Major Japanese Airlines Moving Forward With PMAs

Credit: MRO Japan

Japan’s major airlines, All Nippon Airways (ANA) and Japan Airlines, have increased their use of PMA parts over the years, but there are still significant hurdles to PMA adoption by start-up Japanese carriers and by other Asian airlines, according to Takuma Otsuka, manager of sales and marketing at MRO Japan.

Otsuka spent several decades in parts procurement at ANA and was seconded to MRO Japan in 2015.

MRO Japan, a joint venture between ANA and the Japanese government, acquired a few new Japanese customers in the past and hopes to gain a non-Japanese customer in the coming year.

MRO Japan must, of course, follow the part policies of its customer airlines. Otsuka says ANA began using PMAs about 15 to 20 years ago, starting with small non-critical piece parts. The major carrier slowly expanded PMA use to include more important parts, but ANA had been reluctant to adopt PMAs for flight-critical parts, according to his experience at ANA.

The new Japanese low-cost carriers, on the other hand, have not so far made much use of PMAs. One reason is that these LCCs have kept their engineering departments as lean and efficient as possible to focus on regular engineering tasks from a technical perspective. “It doesn’t help to hire a big engineering department just to save $10,000 on one small part,” Otsuka notes.

Another reason for LCCs’ avoidance of PMAs is that most of their aircraft are leased and are expected to be returned at fixed dates in their original conditions. “There might be a big cost saving obtaining from PMA part options, but they will have to return the aircraft in original condition, paying considerable expense for PMA replacements,” Otsuka says.

As far as Otsuka has learned, China has a process for adopting PMAs similar to that of Japan. As in Japan, Chinese approvals of PMAs depend on each airline’s ability to assign engineers to evaluate PMAs.
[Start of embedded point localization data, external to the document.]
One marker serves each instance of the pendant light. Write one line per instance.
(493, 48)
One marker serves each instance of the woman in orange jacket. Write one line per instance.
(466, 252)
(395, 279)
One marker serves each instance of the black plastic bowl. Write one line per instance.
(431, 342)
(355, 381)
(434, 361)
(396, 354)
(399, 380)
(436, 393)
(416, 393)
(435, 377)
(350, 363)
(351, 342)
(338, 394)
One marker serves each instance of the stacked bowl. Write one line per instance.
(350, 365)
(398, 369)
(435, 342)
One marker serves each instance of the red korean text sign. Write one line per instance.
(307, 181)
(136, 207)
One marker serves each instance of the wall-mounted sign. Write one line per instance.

Like Japanese carriers, he thinks “the Chinese are a bit reluctant to use PMAs.”

Because the Chinese aviation market is so big, if China increases adoption of PMAs, this would lead to major changes in the part business.

Otsuka says PMA parts have generally been about 30% lower in price than OEM parts. But OEMs have recently used their financial strength to “get closer to operators” and limit PMA use. Nevertheless, he sees the competition between PMA and OEM parts and sometimes between different PMA providers as beneficial to airlines.